Glissement de la consommation vers l’apéritif
La consommation traditionnelle de fromage entre le plat principal et le dessert tend à décliner en dehors des repas de fête. On glisse davantage vers une consommation vers l’apéritif ou l’afterwork. Mais on observe également une hausse de la consommation de fromages par les végétariens pour son apport nutritif ou pour des repas plus légers (formule soupe et fromage). En revanche, l’usage du fromage comme ingrédient à cuisiner ne semble pas vraiment s’installer.
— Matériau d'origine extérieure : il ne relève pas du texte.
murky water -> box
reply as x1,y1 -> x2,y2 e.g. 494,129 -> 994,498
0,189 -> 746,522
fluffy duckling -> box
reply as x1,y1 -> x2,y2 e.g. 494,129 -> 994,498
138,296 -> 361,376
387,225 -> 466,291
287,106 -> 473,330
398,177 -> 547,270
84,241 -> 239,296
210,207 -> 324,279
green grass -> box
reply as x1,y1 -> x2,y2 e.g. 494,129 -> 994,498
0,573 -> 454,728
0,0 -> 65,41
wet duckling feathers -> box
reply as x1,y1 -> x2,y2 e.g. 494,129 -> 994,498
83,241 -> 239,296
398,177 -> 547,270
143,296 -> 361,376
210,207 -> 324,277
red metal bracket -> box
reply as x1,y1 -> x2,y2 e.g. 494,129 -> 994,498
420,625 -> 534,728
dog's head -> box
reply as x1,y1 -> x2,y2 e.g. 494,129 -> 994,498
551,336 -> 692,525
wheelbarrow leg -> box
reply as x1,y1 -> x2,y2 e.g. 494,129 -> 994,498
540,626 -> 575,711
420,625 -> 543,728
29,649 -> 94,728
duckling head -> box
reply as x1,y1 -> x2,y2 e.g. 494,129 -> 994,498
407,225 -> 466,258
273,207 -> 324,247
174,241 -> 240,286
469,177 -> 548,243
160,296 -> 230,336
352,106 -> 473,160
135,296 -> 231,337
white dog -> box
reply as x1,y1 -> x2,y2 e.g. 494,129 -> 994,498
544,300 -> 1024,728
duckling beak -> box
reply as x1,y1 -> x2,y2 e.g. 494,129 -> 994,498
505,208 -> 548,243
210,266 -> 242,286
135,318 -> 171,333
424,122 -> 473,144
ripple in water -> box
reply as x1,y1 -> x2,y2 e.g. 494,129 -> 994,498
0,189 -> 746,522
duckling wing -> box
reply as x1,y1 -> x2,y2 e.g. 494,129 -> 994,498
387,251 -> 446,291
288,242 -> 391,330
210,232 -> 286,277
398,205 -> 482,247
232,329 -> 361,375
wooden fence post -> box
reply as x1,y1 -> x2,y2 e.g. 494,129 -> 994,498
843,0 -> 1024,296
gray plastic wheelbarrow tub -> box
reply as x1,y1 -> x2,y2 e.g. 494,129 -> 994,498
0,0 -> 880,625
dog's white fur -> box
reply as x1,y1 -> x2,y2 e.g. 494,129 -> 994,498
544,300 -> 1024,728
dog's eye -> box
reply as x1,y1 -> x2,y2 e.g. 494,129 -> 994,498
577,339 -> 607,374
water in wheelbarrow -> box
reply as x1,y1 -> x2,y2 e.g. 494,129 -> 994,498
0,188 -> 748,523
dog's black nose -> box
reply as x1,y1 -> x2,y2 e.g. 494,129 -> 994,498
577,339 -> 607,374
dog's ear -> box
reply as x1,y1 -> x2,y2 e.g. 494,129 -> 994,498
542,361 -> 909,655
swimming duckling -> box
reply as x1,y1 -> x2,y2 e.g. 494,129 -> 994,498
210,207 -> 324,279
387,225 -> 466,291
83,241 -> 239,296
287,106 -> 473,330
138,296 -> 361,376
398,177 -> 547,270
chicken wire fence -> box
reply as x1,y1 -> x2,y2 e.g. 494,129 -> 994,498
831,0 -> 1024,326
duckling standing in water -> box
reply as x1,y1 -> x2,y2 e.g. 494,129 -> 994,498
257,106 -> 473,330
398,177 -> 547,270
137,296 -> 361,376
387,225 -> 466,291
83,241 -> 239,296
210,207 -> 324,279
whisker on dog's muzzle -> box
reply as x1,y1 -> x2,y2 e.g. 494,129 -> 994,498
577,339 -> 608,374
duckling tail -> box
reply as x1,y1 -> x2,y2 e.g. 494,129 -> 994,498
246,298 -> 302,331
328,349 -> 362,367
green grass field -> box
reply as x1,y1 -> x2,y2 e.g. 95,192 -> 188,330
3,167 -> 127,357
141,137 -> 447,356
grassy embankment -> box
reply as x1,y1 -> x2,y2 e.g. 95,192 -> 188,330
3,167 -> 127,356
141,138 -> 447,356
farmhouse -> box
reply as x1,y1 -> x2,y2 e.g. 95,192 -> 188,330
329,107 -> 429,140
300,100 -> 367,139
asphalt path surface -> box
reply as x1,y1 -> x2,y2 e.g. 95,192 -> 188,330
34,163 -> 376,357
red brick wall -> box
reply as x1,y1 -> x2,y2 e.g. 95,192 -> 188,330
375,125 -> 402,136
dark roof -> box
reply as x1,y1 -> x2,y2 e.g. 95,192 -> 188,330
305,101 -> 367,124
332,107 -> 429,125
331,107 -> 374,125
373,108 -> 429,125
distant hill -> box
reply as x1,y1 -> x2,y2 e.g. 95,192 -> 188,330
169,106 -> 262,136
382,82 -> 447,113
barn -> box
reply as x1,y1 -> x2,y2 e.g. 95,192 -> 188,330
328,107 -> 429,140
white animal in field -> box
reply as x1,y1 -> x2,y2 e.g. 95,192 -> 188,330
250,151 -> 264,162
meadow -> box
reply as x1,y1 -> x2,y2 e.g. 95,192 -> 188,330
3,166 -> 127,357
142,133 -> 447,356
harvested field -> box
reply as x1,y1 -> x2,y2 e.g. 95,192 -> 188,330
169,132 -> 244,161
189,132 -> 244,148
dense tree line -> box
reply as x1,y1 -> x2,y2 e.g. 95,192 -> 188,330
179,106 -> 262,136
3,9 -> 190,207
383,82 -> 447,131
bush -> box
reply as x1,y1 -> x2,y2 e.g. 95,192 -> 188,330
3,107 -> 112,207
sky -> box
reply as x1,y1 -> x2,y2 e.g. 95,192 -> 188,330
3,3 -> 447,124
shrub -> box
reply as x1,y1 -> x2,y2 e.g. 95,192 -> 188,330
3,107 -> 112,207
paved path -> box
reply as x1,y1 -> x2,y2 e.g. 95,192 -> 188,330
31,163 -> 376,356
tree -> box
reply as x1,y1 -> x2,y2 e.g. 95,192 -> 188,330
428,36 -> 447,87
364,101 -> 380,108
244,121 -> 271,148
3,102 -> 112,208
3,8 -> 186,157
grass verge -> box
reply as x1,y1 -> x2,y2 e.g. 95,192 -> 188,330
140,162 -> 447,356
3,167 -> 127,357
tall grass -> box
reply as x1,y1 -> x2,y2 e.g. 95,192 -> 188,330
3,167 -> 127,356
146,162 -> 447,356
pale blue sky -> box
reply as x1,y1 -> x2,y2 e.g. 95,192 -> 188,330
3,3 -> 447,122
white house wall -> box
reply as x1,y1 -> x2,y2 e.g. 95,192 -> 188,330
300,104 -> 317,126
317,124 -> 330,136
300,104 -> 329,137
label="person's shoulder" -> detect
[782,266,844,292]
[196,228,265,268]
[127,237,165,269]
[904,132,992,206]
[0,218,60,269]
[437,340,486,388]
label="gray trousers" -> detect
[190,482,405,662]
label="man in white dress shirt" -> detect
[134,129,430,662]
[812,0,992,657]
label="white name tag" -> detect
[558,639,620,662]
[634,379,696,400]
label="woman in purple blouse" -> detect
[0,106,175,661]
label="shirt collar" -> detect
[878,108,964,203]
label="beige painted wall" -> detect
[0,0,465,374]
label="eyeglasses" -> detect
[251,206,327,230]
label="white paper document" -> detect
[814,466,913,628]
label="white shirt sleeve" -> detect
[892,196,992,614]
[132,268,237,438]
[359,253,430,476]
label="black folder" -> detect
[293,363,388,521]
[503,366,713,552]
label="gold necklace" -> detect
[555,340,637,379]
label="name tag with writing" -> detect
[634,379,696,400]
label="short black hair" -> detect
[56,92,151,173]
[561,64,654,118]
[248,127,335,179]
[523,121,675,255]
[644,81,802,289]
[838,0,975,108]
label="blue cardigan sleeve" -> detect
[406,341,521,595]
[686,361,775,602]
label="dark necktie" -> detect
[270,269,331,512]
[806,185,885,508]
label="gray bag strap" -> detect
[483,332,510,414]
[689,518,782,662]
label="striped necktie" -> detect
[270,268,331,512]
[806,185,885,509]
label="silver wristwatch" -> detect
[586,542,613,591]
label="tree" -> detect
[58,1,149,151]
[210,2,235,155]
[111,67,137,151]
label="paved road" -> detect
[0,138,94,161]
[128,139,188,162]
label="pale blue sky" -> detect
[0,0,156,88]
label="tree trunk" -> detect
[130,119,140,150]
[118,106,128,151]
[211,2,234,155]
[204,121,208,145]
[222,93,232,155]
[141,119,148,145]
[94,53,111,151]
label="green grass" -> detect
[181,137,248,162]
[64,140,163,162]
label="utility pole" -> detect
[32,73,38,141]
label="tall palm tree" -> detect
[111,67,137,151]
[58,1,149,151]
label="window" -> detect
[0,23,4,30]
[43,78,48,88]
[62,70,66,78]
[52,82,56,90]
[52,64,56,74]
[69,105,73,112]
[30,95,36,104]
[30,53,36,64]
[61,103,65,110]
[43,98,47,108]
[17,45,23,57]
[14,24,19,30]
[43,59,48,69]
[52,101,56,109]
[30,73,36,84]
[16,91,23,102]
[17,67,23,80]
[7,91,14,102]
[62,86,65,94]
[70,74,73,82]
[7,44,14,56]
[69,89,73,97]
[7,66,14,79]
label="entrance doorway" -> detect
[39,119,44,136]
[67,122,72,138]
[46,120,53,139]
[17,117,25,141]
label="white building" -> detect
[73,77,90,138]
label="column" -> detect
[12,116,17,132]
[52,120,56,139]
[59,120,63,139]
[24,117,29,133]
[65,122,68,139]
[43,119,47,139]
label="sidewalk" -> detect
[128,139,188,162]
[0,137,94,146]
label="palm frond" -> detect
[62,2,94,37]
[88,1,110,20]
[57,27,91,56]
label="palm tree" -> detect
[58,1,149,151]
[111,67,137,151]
« Comfort food » : succès des fromages crémeux et à fondre
Les Français ont besoin de nourriture qui fait du bien aux papilles et au mental. C’est le boom des fromages enrichis en crème autour de sensations ultra fondantes et réconfortantes. C’est aussi le succès des fromages à fondre qui ne se dément plus. Raclette, fondue, Mont d’Or ou tartiflette n’ont jamais eu autant la côte.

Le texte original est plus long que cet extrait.